Kurt

Posted on Oct 15, 2022 • Originally published at getcode.substack.com on Oct 14, 2022

A Nibble of Content-Defined Chunking

#hash #filetransfer #deduplication #chunking

Nibble: a small piece of food bitten off. In computing: half a byte of information. In every nibble, I explain one idea from computing science or software engineering in five minutes of reading time.

Consider the problem of backing up large binary files, like virtual machine images, zip files, images, or videos. Because typically only a small fraction of the data changes, it is terribly slow and expensive to transfer each and every file again and again, with every backup. Ideally, we'd transfer only the changes since the last backup, and nothing else. Of course, we can't afford to miss something either!

Photo by Mae Mu on Unsplash

A naïve approach would be to find the changed parts by comparing the current version of the files with the previously backed-up version. However, that requires a complete transfer of each file, which defeats the purpose.

Fixed-size chunking

A better solution is to make the backup content addressable. Split each file into parts of fixed size called chunks and compute a hash of each chunk's content. Initially, we transfer each chunk to the backup store keyed by its hash and store a file with the chunk names that make up every file in the backup.

Afterward, if disaster strikes, we can recover files by downloading their list of chunk names, downloading the chunks, and then simply joining them together.

This approach is called fixed-size chunking.

As a bonus, fixed-size chunking de-duplicates: if one or more chunks are identical by hash, they're transferred only once. It doesn't matter if the duplicate chunk is in the same or another file.

Chunking addresses incremental transfer nicely. If a chunk changes, only that chunk needs to be transferred:

Are we done? Not quite. With fixed-size chunking, a few bytes inserted or removed at the beginning of a file means all of the following chunks get a different hash, even though they haven't changed! That significantly affects our ability to de-duplicate and transfer incrementally.

Content-defined chunking

The solution is to use content-defined chunking. Instead of splitting the file into fixed chunks, we let the file content determine where to split. We can do this by computing a rolling hash and splitting when the rolling hash satisfies a condition - typically, when some number of bits in the hash is zero.

First, let's understand what a rolling hash is. A rolling hash has a fixed window size, say 64 bytes. For each window in the file, the hash is computed, so the first hash is bytes 0 to 63, then 1 to 64, then 2 to 65, and so on. A rolling hash is efficient because it can be incrementally updated, by removing the contribution of the oldest byte and adding the new byte.
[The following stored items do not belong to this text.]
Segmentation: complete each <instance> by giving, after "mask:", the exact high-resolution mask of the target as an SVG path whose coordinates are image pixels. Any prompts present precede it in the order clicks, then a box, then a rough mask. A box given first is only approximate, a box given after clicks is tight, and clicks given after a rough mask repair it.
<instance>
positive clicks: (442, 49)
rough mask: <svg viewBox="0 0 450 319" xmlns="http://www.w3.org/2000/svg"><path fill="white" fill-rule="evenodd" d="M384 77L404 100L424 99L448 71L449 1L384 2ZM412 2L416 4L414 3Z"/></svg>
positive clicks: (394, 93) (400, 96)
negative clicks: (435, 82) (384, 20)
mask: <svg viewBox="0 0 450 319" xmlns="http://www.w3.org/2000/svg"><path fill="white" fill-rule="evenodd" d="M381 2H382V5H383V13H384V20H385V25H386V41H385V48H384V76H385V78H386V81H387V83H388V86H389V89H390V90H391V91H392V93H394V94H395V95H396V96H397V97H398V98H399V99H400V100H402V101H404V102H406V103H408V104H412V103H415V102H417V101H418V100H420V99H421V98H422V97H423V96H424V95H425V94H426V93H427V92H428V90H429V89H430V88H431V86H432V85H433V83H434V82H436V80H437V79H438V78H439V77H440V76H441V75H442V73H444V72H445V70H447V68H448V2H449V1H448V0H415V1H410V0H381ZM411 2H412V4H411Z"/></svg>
Now, to find chunk boundaries, we check whether the lowest N bits of each hash are all zeros. If so, we have a new chunk boundary. The all-zeroes condition is arbitrary - may as well be all ones, or two, or spell your name. More importantly, by choosing N we can target a chunk size of 2ᴺ bytes on average. That's because the hash's bits are uniformly distributed, so a string of N bits occurs with a probability of 1 in 2ᴺ.

The rest is like fixed-size chunking: hash the content of each chunk, and use that to transfer and de-duplicate.

Content-defined chunking neatly solves the problem of inserting or removing data, because the chunk boundaries are no longer offset-based. Now, if data is inserted anywhere outside the chunk boundaries, the boundaries "move" with the data, and most chunks stay the same.